Last May's Budget showed $1 billion will be slashed from public services over the next few years. That means from this year the effect will become noticeable.
The Government is heaping pressure and responsibility for these cuts onto chief executives, by forcing them to find from existing budgets the money they had previously been given to fund superannuation and KiwiSaver contributions. It means they have to make staff redundant or slash programmes - or both. What other options do they have?
It's the one area the Government does actually control and have direct influence over. So it's about cuts. Make no mistake - the changes start with cuts.
But of course politicians have to change the language and Key and his team did well on that in the first term. They won the argument. They talked about moving staff from the back office and beefing up the frontline. They stayed on message. They refused to move from it. They had a mandate to trim back the 40,000 strong public service and they did it.
But now it gets tougher. Stage two is harder. Especially given Key has made it a priority.
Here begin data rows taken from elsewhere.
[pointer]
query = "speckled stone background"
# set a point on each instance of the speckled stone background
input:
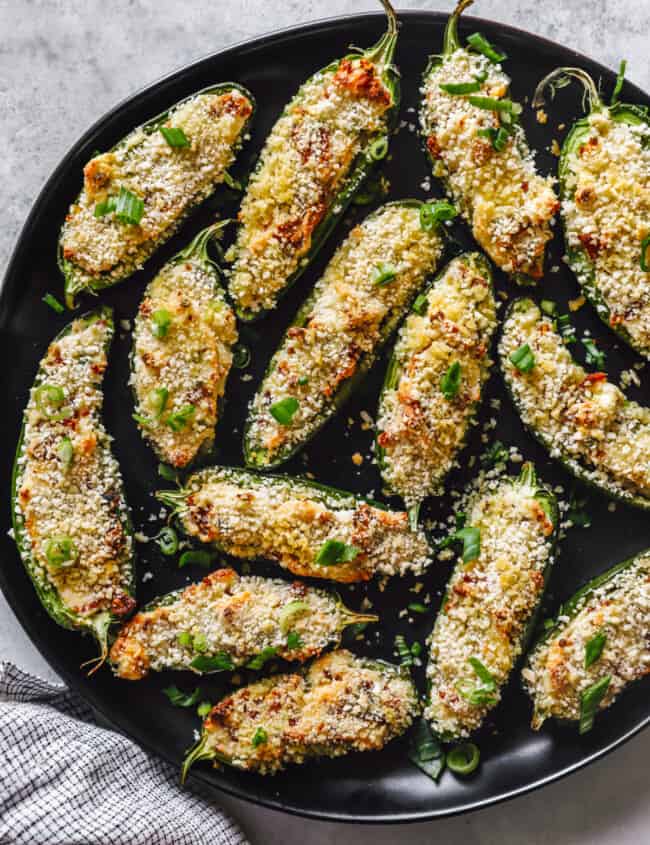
(62, 65)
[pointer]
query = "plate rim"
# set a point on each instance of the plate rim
(50, 654)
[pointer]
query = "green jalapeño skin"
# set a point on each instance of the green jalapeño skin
(323, 146)
(136, 195)
(70, 519)
(604, 175)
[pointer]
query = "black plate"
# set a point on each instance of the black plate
(380, 787)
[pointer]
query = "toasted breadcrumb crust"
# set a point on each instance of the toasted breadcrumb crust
(303, 166)
(170, 181)
(606, 210)
(580, 416)
(77, 496)
(280, 519)
(555, 676)
(508, 205)
(346, 322)
(488, 604)
(191, 362)
(420, 430)
(240, 616)
(341, 704)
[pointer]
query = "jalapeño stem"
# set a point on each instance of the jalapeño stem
(451, 41)
(591, 91)
(382, 52)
He's now talking about more departmental mergers, more backroom staffing changes, more hubs involving I.T, human resources and legal services coming together to service numerous departments where it works and more focus on "outcomes." That means they want the public service to perform. They want targets.
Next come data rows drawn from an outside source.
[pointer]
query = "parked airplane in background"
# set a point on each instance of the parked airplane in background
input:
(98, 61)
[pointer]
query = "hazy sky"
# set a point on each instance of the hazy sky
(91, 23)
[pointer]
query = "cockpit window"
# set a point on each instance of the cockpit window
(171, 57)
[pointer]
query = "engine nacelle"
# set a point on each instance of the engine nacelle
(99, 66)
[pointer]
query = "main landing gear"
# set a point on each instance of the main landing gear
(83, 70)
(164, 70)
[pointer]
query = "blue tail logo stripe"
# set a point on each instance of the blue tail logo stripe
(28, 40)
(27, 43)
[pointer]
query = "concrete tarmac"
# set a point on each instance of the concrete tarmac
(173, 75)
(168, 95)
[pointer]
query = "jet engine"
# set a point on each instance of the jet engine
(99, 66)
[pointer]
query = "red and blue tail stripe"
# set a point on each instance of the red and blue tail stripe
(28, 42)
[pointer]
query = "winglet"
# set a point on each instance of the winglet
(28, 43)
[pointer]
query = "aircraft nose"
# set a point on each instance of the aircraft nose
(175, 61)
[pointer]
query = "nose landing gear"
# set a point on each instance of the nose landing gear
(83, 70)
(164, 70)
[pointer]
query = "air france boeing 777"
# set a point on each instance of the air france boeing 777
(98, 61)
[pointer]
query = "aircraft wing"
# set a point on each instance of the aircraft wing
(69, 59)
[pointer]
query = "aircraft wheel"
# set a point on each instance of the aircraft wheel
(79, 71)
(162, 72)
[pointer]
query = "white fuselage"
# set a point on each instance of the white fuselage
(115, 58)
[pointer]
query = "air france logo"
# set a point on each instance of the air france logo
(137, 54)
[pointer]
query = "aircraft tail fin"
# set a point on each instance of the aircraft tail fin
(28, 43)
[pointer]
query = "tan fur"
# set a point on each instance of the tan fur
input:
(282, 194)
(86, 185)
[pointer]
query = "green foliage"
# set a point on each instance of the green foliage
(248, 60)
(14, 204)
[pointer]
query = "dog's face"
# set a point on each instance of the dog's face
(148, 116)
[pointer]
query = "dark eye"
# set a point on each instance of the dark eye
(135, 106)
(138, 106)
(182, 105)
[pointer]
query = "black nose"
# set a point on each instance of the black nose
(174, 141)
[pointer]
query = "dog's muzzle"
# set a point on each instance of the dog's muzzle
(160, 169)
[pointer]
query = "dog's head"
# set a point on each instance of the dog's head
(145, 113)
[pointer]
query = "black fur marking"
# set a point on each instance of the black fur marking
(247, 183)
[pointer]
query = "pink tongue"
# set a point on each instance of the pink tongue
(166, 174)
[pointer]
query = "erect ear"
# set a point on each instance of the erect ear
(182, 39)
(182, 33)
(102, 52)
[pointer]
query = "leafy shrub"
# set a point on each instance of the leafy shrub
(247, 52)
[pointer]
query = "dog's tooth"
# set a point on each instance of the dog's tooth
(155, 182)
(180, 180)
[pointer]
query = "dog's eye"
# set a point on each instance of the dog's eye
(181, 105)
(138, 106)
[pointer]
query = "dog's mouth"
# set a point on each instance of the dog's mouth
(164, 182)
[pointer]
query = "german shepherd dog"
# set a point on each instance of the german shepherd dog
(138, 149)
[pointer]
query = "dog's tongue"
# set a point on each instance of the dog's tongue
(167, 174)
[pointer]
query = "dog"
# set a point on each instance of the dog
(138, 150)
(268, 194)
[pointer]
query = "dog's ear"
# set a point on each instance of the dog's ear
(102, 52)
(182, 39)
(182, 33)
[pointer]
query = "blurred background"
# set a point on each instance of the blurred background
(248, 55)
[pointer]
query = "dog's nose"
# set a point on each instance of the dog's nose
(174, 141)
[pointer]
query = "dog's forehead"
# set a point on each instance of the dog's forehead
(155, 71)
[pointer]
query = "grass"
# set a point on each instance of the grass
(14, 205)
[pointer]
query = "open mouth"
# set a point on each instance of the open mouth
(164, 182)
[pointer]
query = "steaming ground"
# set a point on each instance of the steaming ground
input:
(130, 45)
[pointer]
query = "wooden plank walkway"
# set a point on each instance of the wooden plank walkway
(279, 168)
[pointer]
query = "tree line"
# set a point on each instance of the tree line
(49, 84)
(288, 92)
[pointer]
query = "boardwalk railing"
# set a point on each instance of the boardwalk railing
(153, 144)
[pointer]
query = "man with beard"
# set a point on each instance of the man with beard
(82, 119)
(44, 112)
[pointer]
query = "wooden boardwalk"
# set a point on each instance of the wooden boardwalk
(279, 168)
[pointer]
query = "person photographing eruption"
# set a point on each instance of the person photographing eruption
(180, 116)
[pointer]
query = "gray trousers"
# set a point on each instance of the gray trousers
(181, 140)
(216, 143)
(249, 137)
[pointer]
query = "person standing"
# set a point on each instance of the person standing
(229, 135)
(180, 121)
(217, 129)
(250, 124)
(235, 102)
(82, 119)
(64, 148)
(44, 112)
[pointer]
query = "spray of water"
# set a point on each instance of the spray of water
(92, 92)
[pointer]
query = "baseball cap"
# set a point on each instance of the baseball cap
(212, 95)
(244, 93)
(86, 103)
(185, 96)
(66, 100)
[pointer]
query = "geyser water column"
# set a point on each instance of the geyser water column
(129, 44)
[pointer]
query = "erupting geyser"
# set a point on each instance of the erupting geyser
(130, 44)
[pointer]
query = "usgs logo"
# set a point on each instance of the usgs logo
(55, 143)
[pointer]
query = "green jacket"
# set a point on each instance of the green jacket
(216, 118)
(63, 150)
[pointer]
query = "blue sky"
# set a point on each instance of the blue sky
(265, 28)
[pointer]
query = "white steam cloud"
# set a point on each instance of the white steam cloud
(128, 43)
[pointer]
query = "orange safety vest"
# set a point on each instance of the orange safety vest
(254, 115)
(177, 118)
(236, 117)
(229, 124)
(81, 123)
But Key's also talking about Smartphones replacing people. How many times have we heard that computers will replace people?
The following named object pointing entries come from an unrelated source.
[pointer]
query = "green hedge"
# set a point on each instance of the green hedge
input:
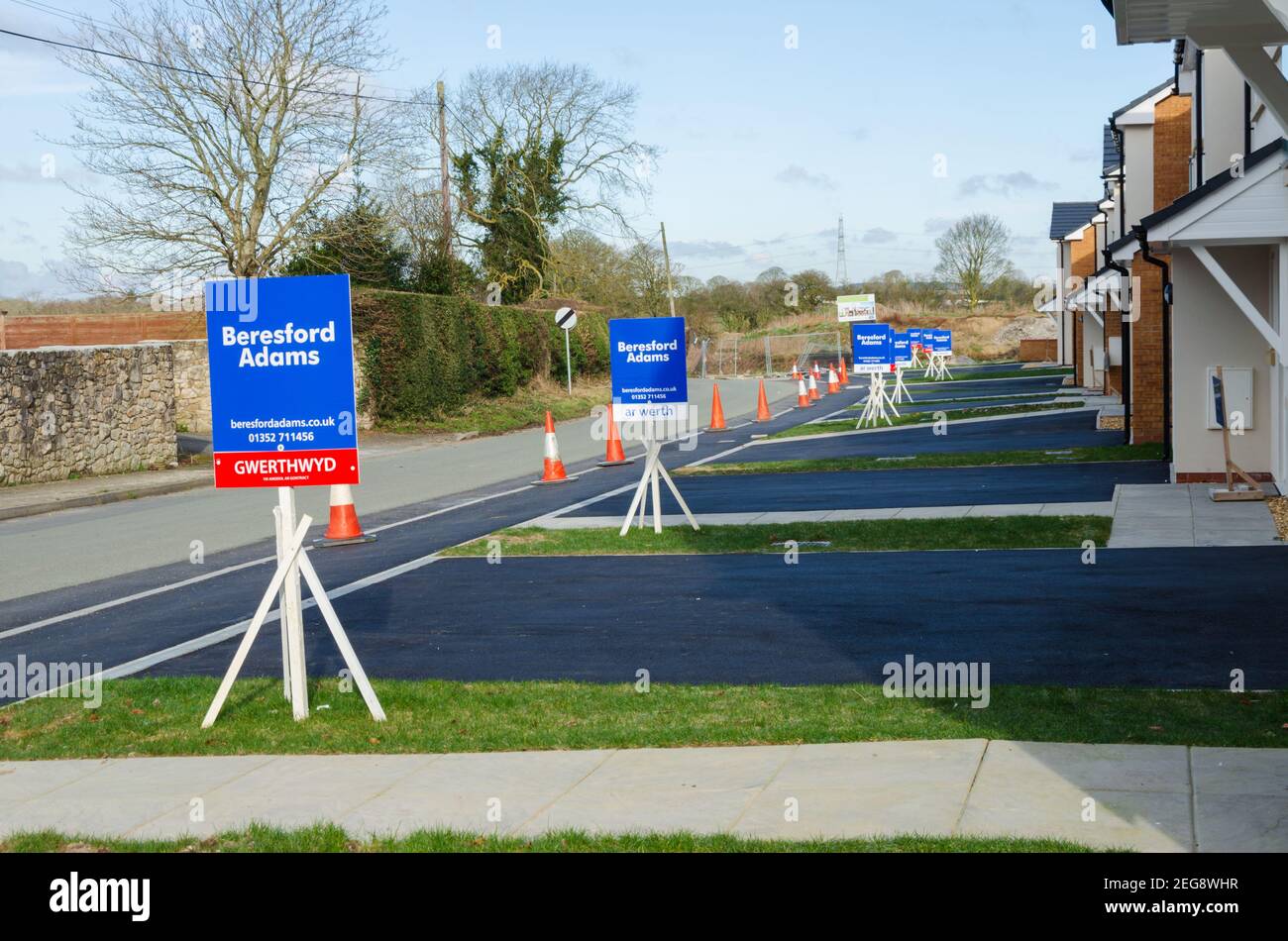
(424, 356)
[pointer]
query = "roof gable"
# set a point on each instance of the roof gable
(1070, 216)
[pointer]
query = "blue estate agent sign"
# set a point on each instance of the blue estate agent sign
(901, 348)
(872, 347)
(647, 357)
(281, 381)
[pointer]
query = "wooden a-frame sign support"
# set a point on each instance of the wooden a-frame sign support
(284, 584)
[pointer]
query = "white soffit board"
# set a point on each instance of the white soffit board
(1207, 22)
(1252, 207)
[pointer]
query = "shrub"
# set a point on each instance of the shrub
(424, 356)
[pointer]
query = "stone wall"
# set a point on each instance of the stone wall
(85, 409)
(191, 385)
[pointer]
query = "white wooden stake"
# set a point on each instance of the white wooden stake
(281, 608)
(342, 639)
(294, 614)
(257, 622)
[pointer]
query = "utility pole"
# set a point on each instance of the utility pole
(442, 168)
(670, 291)
(841, 274)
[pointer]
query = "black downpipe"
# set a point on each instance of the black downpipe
(1142, 237)
(1198, 120)
(1247, 120)
(1125, 332)
(1121, 142)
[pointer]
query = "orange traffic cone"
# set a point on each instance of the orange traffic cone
(343, 528)
(763, 404)
(553, 470)
(716, 409)
(614, 456)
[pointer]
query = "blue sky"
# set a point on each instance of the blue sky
(763, 146)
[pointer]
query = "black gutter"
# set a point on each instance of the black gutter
(1142, 237)
(1247, 120)
(1125, 332)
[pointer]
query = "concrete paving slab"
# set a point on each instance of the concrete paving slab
(1140, 791)
(292, 790)
(1090, 508)
(1107, 768)
(21, 781)
(700, 789)
(848, 515)
(1240, 823)
(1183, 515)
(1009, 510)
(898, 486)
(1240, 772)
(490, 793)
(932, 512)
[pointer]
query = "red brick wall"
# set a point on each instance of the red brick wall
(20, 332)
(1038, 351)
(1146, 355)
(1171, 181)
(1171, 150)
(1082, 264)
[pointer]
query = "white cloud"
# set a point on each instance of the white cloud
(794, 174)
(1003, 184)
(20, 280)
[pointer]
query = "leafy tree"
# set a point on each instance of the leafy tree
(359, 242)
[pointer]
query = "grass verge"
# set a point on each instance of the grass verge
(922, 419)
(1042, 398)
(999, 373)
(841, 536)
(161, 716)
(526, 408)
(970, 459)
(330, 838)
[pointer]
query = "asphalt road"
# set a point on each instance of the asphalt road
(75, 546)
(1073, 482)
(1043, 430)
(957, 404)
(1158, 618)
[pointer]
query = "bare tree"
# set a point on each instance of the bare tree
(537, 149)
(224, 129)
(974, 254)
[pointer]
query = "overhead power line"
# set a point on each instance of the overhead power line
(197, 72)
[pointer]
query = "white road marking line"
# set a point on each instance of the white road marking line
(224, 634)
(183, 583)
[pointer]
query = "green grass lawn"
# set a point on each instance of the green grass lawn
(825, 428)
(966, 376)
(161, 716)
(844, 536)
(970, 459)
(330, 838)
(977, 399)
It's Treasury speak from the 80s. But has it's time come? Can robots really replace people? And how far will National go?
John Key is making a speech on all this within a few weeks. He will outline more of National's thinking.
He's signalled the private sector might be given some of the tasks. Watch Labour cry foul over that.
But Key's test is this. Will the wider public really notice a more efficient public service? A better IRD? A better WINZ? A better DOC? A better court system? If you cut DOC workers, how can the DOC estate be a better managed place?
Or will they just focus on those that get thrown on scrapheap?
Can you really do more with less? Can Smartphones really replace people? And what sort of service do you get?
If you take one billion dollars out of a wider service does the boat go faster?
As one right wing Parliamentary worker said to me yesterday - the day the 78-year-old Parliamentary messenger/courier with one dodgy leg and one arm, who can't lift more than a kilo gets sacked is the day you know National has truly got stuck into the public service.
It might be a bit dramatic - but change is also not a bad thing.
I work for a private sector media organisation that has pretty tight budgets and always has - especially if I compare it to TVNZ where I worked for seven years. They still have too many people. Too many managers, too many people in their newsroom doing nothing. They don't know how well staffed they are - still.
So I look at the public service and say change can happen - and it must. Some departmental offices are still staffed well - it looks like a luxury from where I sit. The real world is a tough hard place. The world has changed.
Public services across Europe are getting massive shake-ups. Tens of thousand of people are losing their jobs.
But no one should be fooled that these changes are driven by a desire to have a better, sexier, more responsive public service.
It's first and foremost driven by a desire to save one billion dollars and to get back into surplus by 2014/15.
And that means doing less with less - and sacking thousands of people on the way through.
That's the truth - and National should, as Brenda Pilott from PSA said yesterday - come clean on it, Mr Key.
I think Aucklanders are convinced about the need for change but Wellingtonians are shit scared - they're shaking in their brown shoes and long socks.